Certains avaient aussitôt voulu le résumer à sa coiffure en soucoupe volante orange, à ses gesticulations, ses grossièretés, ses tweets, ses palaces, ses milliards de dollars et ses obscénités diverses. C’était une manière de se rassurer après le choc que constitua, en novembre 2016, l’élection de Donald Trump au poste de 45e président des États-Unis. Un clown à la tête de la première puissance mondiale, certes, mais un clown.

« Clownman », nous assuraient les mêmes, aurait vite fait de rentrer dans le rang : la machinerie du Congrès, son gouvernement et les agences de sécurité américaines allaient méthodiquement raboter l’histrion. Après le show de téléréalité, qui avait permis à la droite la plus réactionnaire de prendre toutes les rênes du pouvoir fédéral, la saine gestion conservatrice allait reprendre ses droits. Donald Trump ne serait qu’exhibé de temps à autre dans la vitrine. Il serait le président-chrysanthème chargé d’exciter les spectateurs de Fox News et les foules de culs-terreux revanchards.
Au terme de cette première année de pouvoir Trump, il est temps de constater que les tenants de la « thèse Clownman » se sont lourdement trompés. 
La réforme fiscale que le président vient de faire adopter au Congrès – et pas une voix des républicains n’a manqué au Sénat –, n'est pas seulement la première vraie et grande victoire de politique intérieure de Donald Trump. C’est par son ampleur (1 500 milliards de dollars) un choc fiscal sans précédent depuis plus de trente ans et les mesures alors prises par l’administration Reagan. C'est par ses principes – tout pour les entreprises et les riches – une victoire idéologique de cette ultra-droite américaine décomplexée qui n’a que deux obsessions.

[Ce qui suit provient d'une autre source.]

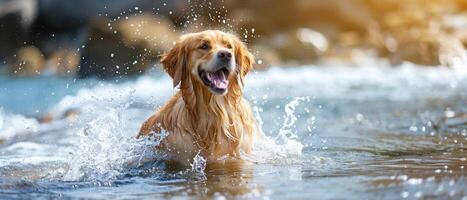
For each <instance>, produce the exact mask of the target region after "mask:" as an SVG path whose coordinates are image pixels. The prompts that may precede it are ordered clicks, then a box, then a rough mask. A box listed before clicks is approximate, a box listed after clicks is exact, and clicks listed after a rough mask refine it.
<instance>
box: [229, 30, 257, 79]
mask: <svg viewBox="0 0 467 200" xmlns="http://www.w3.org/2000/svg"><path fill="white" fill-rule="evenodd" d="M234 51H235V62H236V63H237V70H239V75H240V76H241V78H243V77H245V76H246V75H247V74H248V73H249V72H250V71H251V70H252V69H253V65H254V64H255V58H254V57H253V54H251V53H250V52H249V51H248V48H247V47H246V45H245V44H244V43H243V42H242V41H241V40H240V39H239V38H238V37H236V36H234Z"/></svg>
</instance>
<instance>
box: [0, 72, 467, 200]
mask: <svg viewBox="0 0 467 200" xmlns="http://www.w3.org/2000/svg"><path fill="white" fill-rule="evenodd" d="M465 72H466V71H465V70H462V69H457V70H450V69H446V68H424V67H422V66H413V65H411V64H405V65H403V66H400V67H397V68H389V67H379V66H368V67H317V66H313V67H311V66H304V67H297V68H273V69H270V70H268V71H265V72H255V73H253V74H251V76H249V78H248V81H247V83H246V98H247V99H248V100H249V101H250V102H251V103H252V105H253V106H254V111H255V113H256V115H257V117H258V121H259V123H260V124H261V128H262V131H263V132H264V134H265V135H266V136H267V138H266V139H264V140H262V141H259V142H258V143H257V145H256V146H255V150H254V152H253V154H252V155H250V156H245V159H247V160H250V161H251V163H250V164H245V165H239V166H212V165H207V166H206V165H205V162H204V159H203V158H202V157H200V156H198V157H197V158H196V159H195V161H196V162H194V163H193V164H192V166H191V167H188V168H181V167H177V166H173V165H169V164H166V163H164V162H162V161H161V159H162V158H164V154H163V153H162V152H155V151H154V150H153V148H152V146H154V145H155V144H156V143H157V141H149V140H136V139H134V136H135V135H136V133H137V130H138V128H139V126H140V124H141V122H142V121H144V119H146V118H147V117H148V116H149V115H150V114H151V113H152V110H153V109H154V108H155V107H157V106H160V105H162V104H163V103H164V102H165V101H166V100H167V99H168V98H169V97H170V96H171V95H173V90H172V89H171V81H170V80H169V79H168V78H167V76H163V75H162V73H161V72H155V73H152V74H148V75H145V76H142V77H139V78H135V79H129V80H120V81H119V82H118V83H116V82H115V81H105V82H102V81H97V80H73V79H52V80H51V78H38V79H32V80H27V79H20V80H14V81H13V82H12V80H9V79H8V78H6V77H3V78H0V90H2V93H1V95H0V106H1V107H2V108H1V111H0V140H1V141H2V144H1V145H0V199H5V198H35V197H41V198H56V197H62V198H98V199H109V198H113V199H128V198H147V199H149V198H151V199H153V198H169V197H170V198H185V197H191V198H204V197H214V198H220V199H222V198H231V197H234V198H246V199H250V198H260V197H261V198H265V199H267V198H270V199H284V198H297V199H310V198H314V199H341V198H350V199H376V198H379V199H401V198H409V199H416V198H422V199H425V198H428V199H430V198H443V199H445V198H453V199H467V192H466V191H467V190H466V189H467V171H466V169H465V168H464V167H465V165H466V164H467V161H466V158H467V154H466V152H465V150H467V147H465V146H464V144H465V143H467V103H466V102H467V84H466V83H467V73H465ZM38 91H40V92H38ZM7 94H8V95H7ZM52 94H53V95H52ZM70 110H71V112H70ZM73 111H78V112H80V113H79V114H78V115H77V116H75V115H73V116H74V117H68V118H67V117H63V116H66V115H67V114H66V113H73ZM47 112H50V113H52V114H51V116H53V117H54V118H55V119H56V120H55V121H53V122H52V123H48V124H41V123H39V122H38V121H37V120H36V118H35V117H38V116H41V115H43V114H45V113H47Z"/></svg>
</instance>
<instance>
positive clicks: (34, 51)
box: [9, 46, 45, 76]
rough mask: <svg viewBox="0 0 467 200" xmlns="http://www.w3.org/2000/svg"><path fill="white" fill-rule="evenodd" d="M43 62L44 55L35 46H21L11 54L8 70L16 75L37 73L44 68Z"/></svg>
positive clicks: (32, 75) (39, 71) (43, 64)
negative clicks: (18, 48) (11, 57)
mask: <svg viewBox="0 0 467 200" xmlns="http://www.w3.org/2000/svg"><path fill="white" fill-rule="evenodd" d="M44 63H45V59H44V56H43V55H42V53H41V51H40V50H39V49H38V48H37V47H34V46H28V47H23V48H21V49H19V51H18V52H17V53H16V55H15V56H13V58H12V61H11V64H10V69H9V71H10V74H13V75H17V76H34V75H39V74H41V73H42V71H43V69H44Z"/></svg>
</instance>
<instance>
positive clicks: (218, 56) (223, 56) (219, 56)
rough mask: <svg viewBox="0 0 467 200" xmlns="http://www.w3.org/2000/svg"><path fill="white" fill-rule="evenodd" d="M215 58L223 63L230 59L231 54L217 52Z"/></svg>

Le première est de démanteler l’État et les politiques publiques. Dans une tribune au New York Times, Will Wilkinson, un des responsables du Niskanen Center, un centre d’études proche des libertariens, mais critique de cette ultradroite républicaine, rappelle que le sénateur républicain (tendance libertarien et Tea Party) Rand Paul expliquait en 2015 que le gouvernement était « un diable nécessaire ». « Si vous êtes taxés à 100 %, alors vous avez 0 % de liberté… Si vous êtes taxés à 50 %, alors vous êtes moitié libre-moitié esclave. »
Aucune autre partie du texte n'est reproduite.